According to Bloomberg data, Rolls-Royce's operating expenses as a percentage of sales have increased steadily over the past four years. But as the chart below shows, this growth has come from an increase in R&D spending. Over the same period, general and admin expenses, something you would associate more readily with a bloated corporate structure, has actually declined as a proportion of revenue.
The company has been investing heavily in developing new engines such as the Trent XWB-97 and Trent 7000, which are destined for the new Airbus A350 and A330neo respectively. It's also plowing cash into futuristic aero-engine designs such as the Advance and Ultrafan. The latter has a fancy, geared design and carbon titanium fan system and should be ready by 2025.

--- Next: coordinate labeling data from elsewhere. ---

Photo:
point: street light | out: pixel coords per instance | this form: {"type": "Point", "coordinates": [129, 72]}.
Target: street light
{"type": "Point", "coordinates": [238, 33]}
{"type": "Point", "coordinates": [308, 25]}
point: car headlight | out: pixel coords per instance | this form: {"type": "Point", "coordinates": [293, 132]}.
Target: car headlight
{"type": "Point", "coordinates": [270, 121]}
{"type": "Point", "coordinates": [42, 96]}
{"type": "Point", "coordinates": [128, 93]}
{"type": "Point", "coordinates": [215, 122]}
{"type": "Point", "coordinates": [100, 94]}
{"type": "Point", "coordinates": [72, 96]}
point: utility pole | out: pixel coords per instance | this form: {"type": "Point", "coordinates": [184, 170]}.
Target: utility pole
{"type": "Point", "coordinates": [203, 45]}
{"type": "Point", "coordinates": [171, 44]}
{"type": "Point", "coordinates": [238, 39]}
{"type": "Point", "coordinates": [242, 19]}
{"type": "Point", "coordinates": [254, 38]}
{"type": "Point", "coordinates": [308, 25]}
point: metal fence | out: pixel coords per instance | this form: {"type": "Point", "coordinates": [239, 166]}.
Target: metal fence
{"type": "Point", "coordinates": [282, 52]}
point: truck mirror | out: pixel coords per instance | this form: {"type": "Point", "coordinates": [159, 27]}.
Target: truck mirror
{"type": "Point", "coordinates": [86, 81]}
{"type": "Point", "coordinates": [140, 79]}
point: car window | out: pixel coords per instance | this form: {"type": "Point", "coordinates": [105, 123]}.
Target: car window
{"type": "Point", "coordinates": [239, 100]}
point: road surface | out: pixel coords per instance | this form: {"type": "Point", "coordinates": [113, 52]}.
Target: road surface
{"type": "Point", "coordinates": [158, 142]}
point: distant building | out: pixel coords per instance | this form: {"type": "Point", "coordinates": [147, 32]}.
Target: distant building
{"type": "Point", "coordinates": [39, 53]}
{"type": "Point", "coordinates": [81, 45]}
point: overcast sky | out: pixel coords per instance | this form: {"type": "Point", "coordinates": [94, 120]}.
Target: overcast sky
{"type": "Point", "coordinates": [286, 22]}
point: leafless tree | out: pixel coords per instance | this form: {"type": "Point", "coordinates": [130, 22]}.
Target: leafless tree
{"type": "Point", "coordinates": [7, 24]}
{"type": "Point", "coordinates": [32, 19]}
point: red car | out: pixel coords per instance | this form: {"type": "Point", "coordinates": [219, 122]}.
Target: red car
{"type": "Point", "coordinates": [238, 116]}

As some development projects reach maturity Rolls-Royce accountants will be able to capitalize R&D costs on the balance sheet, rather than expense them. Yet management is still guiding for at least 750 million pounds of net R&D spending in 2015, a figure that probably won't fall in subsequent years. With revenue expected to decline this year and next, that means it's likely to remain inflated as a percentage of sales.
Indeed, if Airbus decides to overhaul its A380 superjumbo, it's conceivable Rolls-Royce will have to invest even more. R&D is therefore a cost lever that East is unable to pull as he tries to stem a cash shortfall due in part to weaker-than-expected after-market income from ageing wide body aircraft.
There's also the argument about whether the company has been spending its development budget wisely: for example, should it have invested in narrow-body engines or doing more in corporate jets?
In fairness, the recent R&D splurge has been the result of winning contracts to supply major aircraft such as the A350 and A330neo. Had it lost out to rivals, it could now slash development costs and profits would go up (before collapsing a few years later). The hope is that one day, the new engines will start delivering handsome after-market fees.
But because of Rolls-Royce's nasty habit of springing earnings surprises, the market has lost confidence in those long-term aims and the reliability of future cash flow. East's challenge is to change that perception by making the company a far leaner outfit. The R&D conundrum shows that won't be easy.